The median age in the village was 38.9 years. 20.8% of residents were under the age of 18; 8.9% were between the ages of 18 and 24; 29% were from 25 to 44; 31.1% were from 45 to 64; and 10.1% were 65 years of age or older. The gender makeup of the village was 50.7% male and 49.3% female.

===2000 census===
As of the census of 2000, there were 1,284 people, 450 households, and 359 families living in the village. The population density was 526.1 PD/sqmi. There were 464 housing units at an average density of 190.1 /sqmi. The racial makeup of the village was 97.59% White, 0.23% African American, 0.23% Native American, 0.08% Asian, 0.08% from other races, and 1.79% from two or more races. Hispanic or Latino of any race were 0.78% of the population.
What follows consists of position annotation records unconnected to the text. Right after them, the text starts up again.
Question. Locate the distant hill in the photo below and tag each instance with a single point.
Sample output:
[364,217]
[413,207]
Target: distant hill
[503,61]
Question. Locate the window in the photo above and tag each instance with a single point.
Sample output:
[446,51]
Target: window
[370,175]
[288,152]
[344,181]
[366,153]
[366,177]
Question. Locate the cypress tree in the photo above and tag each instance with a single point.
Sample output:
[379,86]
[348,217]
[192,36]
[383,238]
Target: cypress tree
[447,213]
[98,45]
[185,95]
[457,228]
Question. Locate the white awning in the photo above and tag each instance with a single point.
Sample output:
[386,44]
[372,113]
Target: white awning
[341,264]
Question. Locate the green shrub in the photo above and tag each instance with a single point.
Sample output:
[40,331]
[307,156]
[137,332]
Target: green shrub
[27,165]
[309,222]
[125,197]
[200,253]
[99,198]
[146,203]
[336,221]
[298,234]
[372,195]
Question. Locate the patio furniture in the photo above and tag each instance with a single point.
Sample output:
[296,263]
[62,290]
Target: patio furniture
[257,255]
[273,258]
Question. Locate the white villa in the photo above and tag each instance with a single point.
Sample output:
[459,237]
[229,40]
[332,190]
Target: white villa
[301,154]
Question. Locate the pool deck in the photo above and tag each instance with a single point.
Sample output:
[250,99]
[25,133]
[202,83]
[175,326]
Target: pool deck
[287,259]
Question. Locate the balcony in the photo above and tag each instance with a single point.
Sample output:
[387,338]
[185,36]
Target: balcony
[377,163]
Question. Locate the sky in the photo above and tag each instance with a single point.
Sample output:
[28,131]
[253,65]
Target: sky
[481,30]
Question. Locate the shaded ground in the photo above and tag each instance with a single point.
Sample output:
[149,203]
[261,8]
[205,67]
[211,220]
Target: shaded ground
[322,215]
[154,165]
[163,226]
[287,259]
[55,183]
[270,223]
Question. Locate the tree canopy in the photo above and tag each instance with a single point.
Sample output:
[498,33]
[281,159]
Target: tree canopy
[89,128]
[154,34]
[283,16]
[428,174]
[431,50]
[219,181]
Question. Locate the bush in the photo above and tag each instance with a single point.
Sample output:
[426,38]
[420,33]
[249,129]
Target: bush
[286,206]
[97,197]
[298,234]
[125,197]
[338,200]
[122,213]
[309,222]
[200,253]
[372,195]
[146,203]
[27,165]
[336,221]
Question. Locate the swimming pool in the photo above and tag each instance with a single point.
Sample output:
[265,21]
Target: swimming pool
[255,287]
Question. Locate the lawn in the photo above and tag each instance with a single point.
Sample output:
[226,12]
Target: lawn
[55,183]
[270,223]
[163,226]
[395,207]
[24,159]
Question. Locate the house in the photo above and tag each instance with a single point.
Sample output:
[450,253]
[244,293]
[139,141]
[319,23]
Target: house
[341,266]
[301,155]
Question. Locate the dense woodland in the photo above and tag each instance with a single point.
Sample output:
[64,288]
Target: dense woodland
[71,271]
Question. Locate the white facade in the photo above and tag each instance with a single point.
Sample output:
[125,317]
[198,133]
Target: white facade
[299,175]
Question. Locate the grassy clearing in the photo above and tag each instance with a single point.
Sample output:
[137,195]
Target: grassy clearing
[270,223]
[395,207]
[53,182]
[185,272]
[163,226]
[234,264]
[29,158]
There were 450 households, out of which 37.3% had children under the age of 18 living with them, 66.9% were married couples living together, 8.9% had a female householder with no husband present, and 20.2% were non-families. 14.9% of all households were made up of individuals, and 5.8% had someone living alone who was 65 years of age or older. The average household size was 2.85 and the average family size was 3.18.

In the village, the population was spread out, with 26.6% under the age of 18, 9.0% from 18 to 24, 29.0% from 25 to 44, 26.3% from 45 to 64, and 9.0% who were 65 years of age or older. The median age was 37 years. For every 100 females, there were 109.8 males. For every 100 females age 18 and over, there were 102.6 males.

The median income for a household in the village was $62,500, and the median income for a family was $68,304. Males had a median income of $50,882 versus $27,813 for females. The per capita income for the village was $22,245. About 2.3% of families and 4.1% of the population were below the poverty line, including 2.9% of those under age 18 and 4.8% of those age 65 or over.
==Education==
The village is served by Airport Community Schools.